Storage will be filled up naturally as the servers consume more records, and flush them to the disk. Can you please check the disk space left in your data directory?

opschronicle commented 3 years ago

@Jackie-Jiang Thanks it was 100% . I deleted some data from stream . But not sure why a full stream catch up takes more disk space that normal realtime consumption. From my understanding data size for three days retention on kafka should remain same whether we consume in Pinot at one shot or consume in three long days.
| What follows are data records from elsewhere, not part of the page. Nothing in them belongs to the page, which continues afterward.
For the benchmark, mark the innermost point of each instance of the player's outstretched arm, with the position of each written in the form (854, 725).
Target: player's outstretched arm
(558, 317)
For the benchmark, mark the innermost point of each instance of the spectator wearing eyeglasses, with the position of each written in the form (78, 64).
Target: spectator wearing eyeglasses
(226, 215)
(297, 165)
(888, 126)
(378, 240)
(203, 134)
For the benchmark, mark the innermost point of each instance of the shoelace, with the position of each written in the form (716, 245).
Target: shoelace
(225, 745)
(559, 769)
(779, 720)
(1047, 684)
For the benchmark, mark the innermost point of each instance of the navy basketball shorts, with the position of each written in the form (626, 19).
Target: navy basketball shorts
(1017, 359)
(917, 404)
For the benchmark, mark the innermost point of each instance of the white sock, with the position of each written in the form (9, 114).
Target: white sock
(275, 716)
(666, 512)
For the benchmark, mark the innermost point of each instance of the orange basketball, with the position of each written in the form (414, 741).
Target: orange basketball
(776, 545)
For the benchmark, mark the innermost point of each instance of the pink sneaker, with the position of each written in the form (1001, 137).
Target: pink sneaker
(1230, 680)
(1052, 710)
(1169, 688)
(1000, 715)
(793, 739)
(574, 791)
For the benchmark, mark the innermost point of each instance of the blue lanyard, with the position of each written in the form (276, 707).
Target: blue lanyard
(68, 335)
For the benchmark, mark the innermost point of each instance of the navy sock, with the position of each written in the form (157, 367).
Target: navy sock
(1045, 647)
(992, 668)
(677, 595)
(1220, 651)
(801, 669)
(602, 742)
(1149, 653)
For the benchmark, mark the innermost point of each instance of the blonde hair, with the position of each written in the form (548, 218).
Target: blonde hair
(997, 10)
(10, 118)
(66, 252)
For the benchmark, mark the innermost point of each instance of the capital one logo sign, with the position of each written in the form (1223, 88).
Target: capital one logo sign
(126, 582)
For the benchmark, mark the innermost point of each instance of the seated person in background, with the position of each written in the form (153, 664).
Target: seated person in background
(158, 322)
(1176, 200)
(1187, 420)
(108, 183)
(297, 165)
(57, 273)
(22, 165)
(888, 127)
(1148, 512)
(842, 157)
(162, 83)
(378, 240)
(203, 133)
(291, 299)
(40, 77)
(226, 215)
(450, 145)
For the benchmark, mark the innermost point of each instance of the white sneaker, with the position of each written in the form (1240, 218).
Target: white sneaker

Jackie-Jiang commented 3 years ago

While consuming, Pinot allocates some mmap'ed files as the off-heap memory buffer. If the consumption rate is very high, the file size could be larger because we will have more records in one segment. I would recommend giving more room for the storage, e.g. keep the usage under 50%

opschronicle commented 3 years ago

Thanks for the suggestion @Jackie-Jiang , I will allocate more space. Also wondering whether it is possible to set the segment time based on the time field from kafka? So that segments will expire based on kafka time rather than Pinot segment created time. My retention is 3 days , the issue happens when I have to catch up entire 3 days messages at once and all the caught up segment dates will have same date and will only expire after 3 days and they consume lot of disk space unnecessarily.

Jackie-Jiang commented 3 years ago

@pabrahamusa Pinot is using the time column (should be the time field in kafka as well) value to expire the segment, instead of the segment creation time. The segment will still be created, but should be removed once the latest time value is older than the retention.

opschronicle commented 3 years ago

@Jackie-Jiang Thanks I will verify this and confirm .

Conaire commented 2 months ago

The problem for me was not having enough space in my ebs volume.